Posted by: MarkMC | Mar 3, 2008 12:23:53 PM
OK sjc, what do you tink of Leo's hydrogenation efficiency improvement scheme? The idea being injecting a little hydrogen into your fuel stream improves combustion efficiency. I trust your opinion. Hit his name and you'll link.
Posted by: MarkMC | Mar 3, 2008 12:34:05 PM
H2 can help reduce emissions and that is about it. Maybe a bit more efficiency under certain circumstances.

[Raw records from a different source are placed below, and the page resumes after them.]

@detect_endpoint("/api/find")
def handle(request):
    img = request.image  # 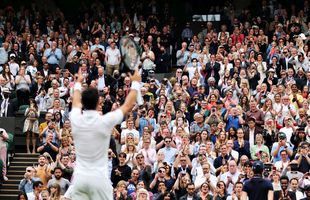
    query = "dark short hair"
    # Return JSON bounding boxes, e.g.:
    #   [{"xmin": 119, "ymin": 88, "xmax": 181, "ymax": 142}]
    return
[{"xmin": 82, "ymin": 88, "xmax": 99, "ymax": 110}]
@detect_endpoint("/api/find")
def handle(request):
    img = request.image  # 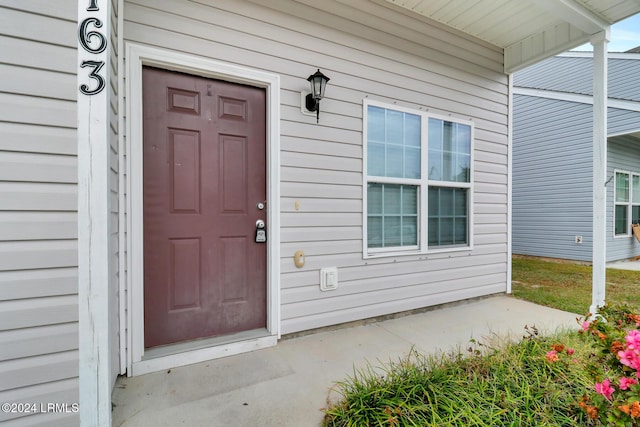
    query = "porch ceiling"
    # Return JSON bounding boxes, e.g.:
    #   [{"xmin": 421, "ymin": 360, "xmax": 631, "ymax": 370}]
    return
[{"xmin": 373, "ymin": 0, "xmax": 640, "ymax": 73}]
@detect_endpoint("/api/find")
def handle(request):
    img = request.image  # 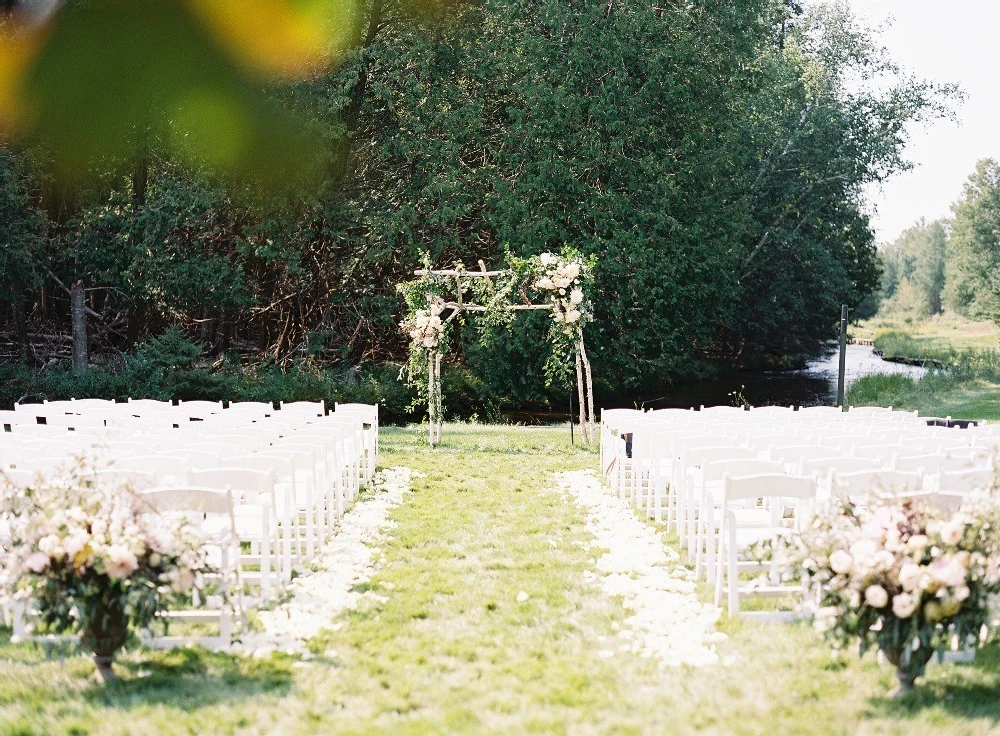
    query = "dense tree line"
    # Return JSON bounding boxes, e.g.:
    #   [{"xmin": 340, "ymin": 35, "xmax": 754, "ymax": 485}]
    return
[
  {"xmin": 0, "ymin": 0, "xmax": 947, "ymax": 401},
  {"xmin": 880, "ymin": 159, "xmax": 1000, "ymax": 323}
]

The gadgets that some are promoting do nothing, as far as I know.
Posted by: sjc | Mar 3, 2008 12:46:22 PM
@ Administrator
LEO WELLS was funny the first time, but is getting tiring with the repeated posting of stupidity.
It is against your rules of being off topic, and of posting spam, and of being wild diversions, and of being insulting to anyone with even the slightest intelligence.
Can you do something?
Please?
Posted by: John Taylor | Mar 3, 2008 5:29:08 PM
JOHN TAYLOR
WHY ARE YOU BEING SO CRUDE AND VULGAR.
HYDROGEN IS A MORE EFFICIENT FUEL THAN GASOLINE. IT IS ALREADY COMPRESSED (STORED) IN WATER AND CAN BE FREED, UNDER YOUR HOOD WITH ELECTROLISIS, TO FUEL YOUR MOTOR.

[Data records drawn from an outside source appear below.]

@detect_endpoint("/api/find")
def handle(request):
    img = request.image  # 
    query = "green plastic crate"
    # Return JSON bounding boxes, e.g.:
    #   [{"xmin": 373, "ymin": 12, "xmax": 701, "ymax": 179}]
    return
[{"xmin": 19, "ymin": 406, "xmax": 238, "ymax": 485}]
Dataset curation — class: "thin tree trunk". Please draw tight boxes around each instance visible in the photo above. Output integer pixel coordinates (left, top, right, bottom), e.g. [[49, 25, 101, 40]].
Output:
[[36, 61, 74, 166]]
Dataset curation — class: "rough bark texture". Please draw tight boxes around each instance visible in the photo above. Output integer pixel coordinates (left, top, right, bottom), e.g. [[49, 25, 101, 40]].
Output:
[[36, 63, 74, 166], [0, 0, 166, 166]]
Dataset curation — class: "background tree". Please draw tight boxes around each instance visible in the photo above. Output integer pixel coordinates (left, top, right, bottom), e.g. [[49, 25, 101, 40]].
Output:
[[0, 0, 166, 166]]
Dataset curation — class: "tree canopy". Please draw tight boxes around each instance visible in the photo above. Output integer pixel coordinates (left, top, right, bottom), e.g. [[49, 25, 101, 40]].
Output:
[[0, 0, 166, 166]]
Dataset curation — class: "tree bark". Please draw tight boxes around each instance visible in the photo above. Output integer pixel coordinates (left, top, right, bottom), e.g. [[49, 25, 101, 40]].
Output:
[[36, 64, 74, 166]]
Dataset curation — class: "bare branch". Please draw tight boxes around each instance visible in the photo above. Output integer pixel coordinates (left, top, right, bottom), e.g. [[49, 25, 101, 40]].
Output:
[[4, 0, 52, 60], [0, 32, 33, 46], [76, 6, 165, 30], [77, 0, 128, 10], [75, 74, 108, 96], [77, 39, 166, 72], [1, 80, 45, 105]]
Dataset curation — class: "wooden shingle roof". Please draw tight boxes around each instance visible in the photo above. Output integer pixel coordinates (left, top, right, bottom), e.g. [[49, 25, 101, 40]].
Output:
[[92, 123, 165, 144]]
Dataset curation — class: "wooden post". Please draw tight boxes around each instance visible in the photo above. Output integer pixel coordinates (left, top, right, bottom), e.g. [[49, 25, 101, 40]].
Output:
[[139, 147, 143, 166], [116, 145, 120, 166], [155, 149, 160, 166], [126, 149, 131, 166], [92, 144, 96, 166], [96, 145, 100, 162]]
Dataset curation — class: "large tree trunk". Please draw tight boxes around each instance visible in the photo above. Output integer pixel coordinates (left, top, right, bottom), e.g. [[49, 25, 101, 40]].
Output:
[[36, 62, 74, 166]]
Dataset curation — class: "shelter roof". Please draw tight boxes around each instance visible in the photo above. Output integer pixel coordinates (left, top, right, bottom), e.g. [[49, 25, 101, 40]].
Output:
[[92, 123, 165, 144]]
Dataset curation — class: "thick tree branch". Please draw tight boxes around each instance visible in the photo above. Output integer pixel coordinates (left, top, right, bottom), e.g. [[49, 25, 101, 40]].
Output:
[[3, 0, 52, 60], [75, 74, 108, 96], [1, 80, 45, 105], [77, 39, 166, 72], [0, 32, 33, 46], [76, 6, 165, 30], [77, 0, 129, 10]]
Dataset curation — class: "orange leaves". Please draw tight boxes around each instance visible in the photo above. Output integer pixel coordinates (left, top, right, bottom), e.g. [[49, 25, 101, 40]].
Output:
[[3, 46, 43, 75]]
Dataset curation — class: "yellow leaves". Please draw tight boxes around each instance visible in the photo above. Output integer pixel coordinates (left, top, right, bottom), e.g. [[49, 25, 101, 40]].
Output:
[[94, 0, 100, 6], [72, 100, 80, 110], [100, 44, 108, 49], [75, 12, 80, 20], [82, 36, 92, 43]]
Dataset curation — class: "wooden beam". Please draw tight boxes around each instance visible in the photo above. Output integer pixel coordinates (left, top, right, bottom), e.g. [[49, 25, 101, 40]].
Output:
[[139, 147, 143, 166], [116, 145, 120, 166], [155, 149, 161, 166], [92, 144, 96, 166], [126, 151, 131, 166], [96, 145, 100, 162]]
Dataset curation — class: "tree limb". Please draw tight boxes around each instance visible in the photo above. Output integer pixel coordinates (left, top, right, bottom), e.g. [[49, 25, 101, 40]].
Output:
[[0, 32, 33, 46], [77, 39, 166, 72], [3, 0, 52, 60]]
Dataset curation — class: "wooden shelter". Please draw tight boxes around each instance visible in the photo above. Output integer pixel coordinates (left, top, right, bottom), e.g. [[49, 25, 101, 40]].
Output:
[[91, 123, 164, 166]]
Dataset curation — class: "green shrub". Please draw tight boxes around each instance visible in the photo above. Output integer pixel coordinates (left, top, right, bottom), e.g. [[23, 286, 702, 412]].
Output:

EVERY DRINKING FOUNTAIN, HYDRANT OR WASH ROOM IS A FILLING STATION. THINK ABOUT IT...WHY MESS WITH THE OTHER INFERIOR FUELS WHEN YOU CAN RUN YOUR CAR ON WATER.
LEO WELLS
Posted by: LEO WELLS | Mar 3, 2008 6:19:21 PM
GENTLEMEN, LADIES AND JOHN TAYLOR
ARE YOU AWARE THAT HENRY FORD MARKETED A MODEL "A" FORD AUTO OR A MODEL "T" fORD IN THE EATLY 1900'S THAT RAN ON HYDROGEN ELECTROLIZED RIGHT IN THE CARBORATOR RESIVOR TANK, USING A LEAD FROM IGNITION AND A GROUND, WITH WATER SUPPLIED FROM THE GAS (WATER) TANK WITH THE STANDARD FORD FUEL PUMP. IT WASN'T A SUCCESS BECAUSE IT WAS AHEAD OF IT'S TIME...12 VOLT SYSTEMS AND HIGH AMPERAGE ALTERNATORS WERE NOT AVAILABLE BACK THEN. BUT NOW YOU CAN GET ALTERNATORS WITH WHATEVER AMPERAGE OUT PUT YOU WISH. AND YOU CAN KICK THE VOLTAGE WHERE EVER YOU WANT IT WITH CONDENSERS. THINK ABOUT IT!!!! THERE IS MORE POTENTIAL IN USING WATER FOR FULE THAN ANY OF THE OTHER INFERIOR FULES IN USE TODAY.

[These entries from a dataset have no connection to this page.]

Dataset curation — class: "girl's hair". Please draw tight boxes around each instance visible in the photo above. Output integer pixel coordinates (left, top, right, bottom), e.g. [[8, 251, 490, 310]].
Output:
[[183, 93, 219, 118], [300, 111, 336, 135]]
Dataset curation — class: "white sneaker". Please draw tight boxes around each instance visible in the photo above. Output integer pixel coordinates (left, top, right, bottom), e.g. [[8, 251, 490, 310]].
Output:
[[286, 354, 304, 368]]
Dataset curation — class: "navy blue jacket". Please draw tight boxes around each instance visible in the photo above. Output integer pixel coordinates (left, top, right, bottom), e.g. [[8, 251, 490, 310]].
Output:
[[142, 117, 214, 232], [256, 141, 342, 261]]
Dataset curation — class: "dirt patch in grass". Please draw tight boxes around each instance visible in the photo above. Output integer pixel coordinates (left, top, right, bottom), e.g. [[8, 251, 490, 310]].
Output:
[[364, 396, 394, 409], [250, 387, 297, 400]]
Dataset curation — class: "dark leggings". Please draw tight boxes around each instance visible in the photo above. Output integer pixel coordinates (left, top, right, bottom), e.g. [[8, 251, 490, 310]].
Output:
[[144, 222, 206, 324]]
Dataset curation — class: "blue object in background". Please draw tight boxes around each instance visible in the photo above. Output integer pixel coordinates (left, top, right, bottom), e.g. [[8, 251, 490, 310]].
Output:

WHY ARE YOU RELUCTANT TO TO CONSIDER THE BEST REPLACEMENT FOR OIL BAISED FUEL THERE IS WHEN WATER HAS ALREADY BEEN PROVEN TO BE A FUEL WITH MORE BTU'S THAN GASOLINE AND AT A MEGER FRACTION OF THE COST OF GASOLINE.
LEO WELLS
Posted by: LEO WELLS | Mar 3, 2008 6:46:47 PM
Leo,
If there is all this electricity in a car to electrolyze water, then why not just apply it to an electric motor?
Posted by: jim | Mar 4, 2008 6:42:12 AM
any data about a membrane selector particularly diatomic????????????????????????????????